Facilitated by Shira Leuchter, the program spans 4 months, with online sessions curated to support each artist’s interests, as well as studio residency time for artists to test out new ideas alongside a community of collaborators.
Dates:
Tuesdays. February 21st, March 7th & 21st, April 4th &18th, May 2: 6 one-hour biweekly online sessions
May 15th – May 28th: In Studio Residency @ Theatre Direct’s Studio H
Artists will arrange in-studio time as it works with their schedule; we are open to exploring other sites as needed by participants, including sites outside of Toronto/Tkaronto.
Hack Lab F.A.Q (Frequently Asked Questions)
Application Deadline: February 1st, 2023
Please reach out to susie@theatredirect.ca to discuss childcare/caregiving needs.



In this incarnation of Hack Lab, participants will apply with a specific performance project or with an idea for a project they’ve been developing.
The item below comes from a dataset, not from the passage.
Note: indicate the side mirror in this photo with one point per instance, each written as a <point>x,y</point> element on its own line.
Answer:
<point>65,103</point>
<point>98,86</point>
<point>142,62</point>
Projects can explore any content. Formal experimentation and exploration is welcome and encouraged. In advance of each of the six online sessions, Shira will email materials and artistic references that respond to each participant’s project in some way, with the intention of supporting each artist’s research, broadening our references, and sparking different ways to express ideas. The community of Hack Lab artists will be witness to each other as we ask questions together, engage in conversation and explore creative prompts.
Photos above: Shira Leuchter in All the Things I’ve Lost, Michaela Washburn and Shira in Lost Together
About Shira
Shira (she/her) is an award-winning performance creator, actor, writer and facilitator. She makes performances that imagine and rehearse new ways for us to be together. She’s interested in what happens when we replace traditional dramatic conflict with collaboration, with an invitation to make something together. She makes much of her performance work with UnSpun Theatre, and has received large-scale performance commissions from organizations like Harbourfront Centre and the Gardiner Museum. Shira has written for Canadian Theatre Review and her work has been written about by others in publications like Theatre Research in Canada and American Literary History. She’s a graduate of the National Theatre School of Canada, and recently completed her MA in Theatre and Performance Studies at York University. She has been thinking a lot about how care labour is devalued in contemporary performance, and how notions of difficulty and risk in performance map onto gendered values and economies. Shira lives and works in Tkaronto with her husband Chris and is raising two children, Calla and Geneva, who are very cool and funny people.